Etan Kerr-Finell lives in Kingston, N.Y., and is a writer, business owner and landlord.

I am a small landlord in upstate New York, and I am offering my tenants a break on their rent next month. I hope other landlords will consider doing the same. My main interest is in the “10 million [to] 11 million individual investor landlords managing an average of two units each, many with just one unit,” according to the Department of Housing and Urban Development. Companies that own large multifamily apartment buildings may be harder to persuade, but that doesn’t excuse them from helping to alleviate people’s hardships during the coronavirus pandemic.

Small landlords account for about 22.7 million units in 16.7 million properties (the United States has a total of about 48 million rental units, HUD says). I would say to them: You’ve probably found in recent weeks, as I have, that your own finances and much of what you thought was solid ground in the marketplace are being called into question. But I ask you to step outside of your own financial uncertainty and consider the powerful impact that millions of landlords could have by splitting some of the cost of this upheaval with their tenants.

Imagine how we could “flatten the curve” of the economic toll — to borrow a phrase about bringing down the infection rate over a longer time — by reducing the financial hit that millions of Americans are taking. The more we can stretch this out, the more bankruptcies, evictions and other financial disasters our tenants face might be staved off. And even if those troubles do eventually strike, spreading them further along the timeline would leave communities and the social safety net better able to help, just as the goal of flattening the pandemic curve is to avoid overwhelming hospitals with seriously ill patients all at once.

Yes, some tenants, maybe many of them, will receive relief from the emergency spending bill that President Trump signed into law last week. But those checks won’t cover every cost of the upheaval in people’s lives. Landlords, as members of our communities, have a duty to help as best we can during this emergency. We may be reluctant to reach out to tenants right now, from a natural human aversion to inviting what might be bad news about illness, unemployment or financial setbacks. Yet this is the time to get in touch with our tenants directly. If they’re hurting, and you’re able to, offer to reduce their rent by, say, 25 percent, for April, with no expectation of being paid back.

Another option: With tenants who have a track record of taking care of your property, return a portion of their security deposit and credit that toward the rent. If for April 1, or even May 1, landlords took $200 off the next rent check for those 22.7 million units, it would send more than $4.5 billion of relief back to tenants and into the economy.

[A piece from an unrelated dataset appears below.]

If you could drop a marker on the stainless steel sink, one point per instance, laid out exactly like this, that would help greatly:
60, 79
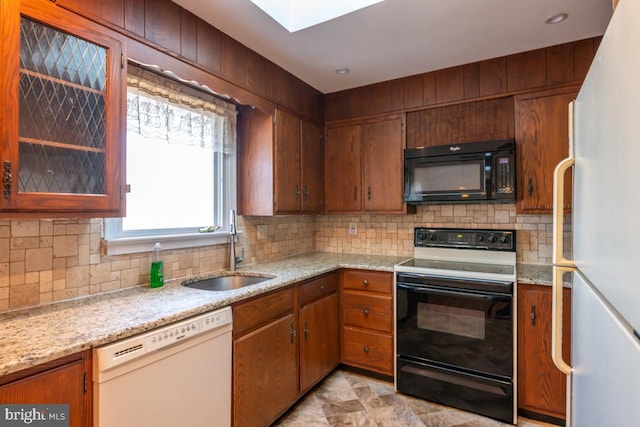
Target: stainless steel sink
225, 283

If you do this, only you and a couple of people will know it. Let the action be its own reward. If upon reflection that doesn’t persuade you, then I appeal to you as a businessperson. Think through the long-term interest of the business: Vacancies and turnover costs tend to dramatically outweigh the short-term expense of a voluntary rent reduction to a valued tenant. It’s in our interest, and the interest of the people we’ve entered into agreement with, to help them continue to help us. (A gentle reminder: If you structured your business well, your tenants are helping pay the mortgage of the house you own.)

When the subject of rent forgiveness has come up on Internet real-estate forums over the past few weeks, a common landlord response has been along the lines of “the bank isn’t going to give me a break on my mortgage.” First of all, the bank may do just that. CNBC recently compiled a list of several banks with policies responding to the emergency that include offering help to mortgage-holders who ask for it. And the government has declared a moratorium on evictions and foreclosures related to mortgages backed by Fannie Mae, Freddie Mac or the Federal Housing Administration.

But even if your bank won’t give you a break on your mortgage, is that any reason for you to also behave so thoughtlessly? We may not know how these decisions will impact any of us in the long term — and as a business owner, I may experience negative consequences in future months. But we do know one thing: As landlords, we have an opportunity to be of value to our tenants and to our communities.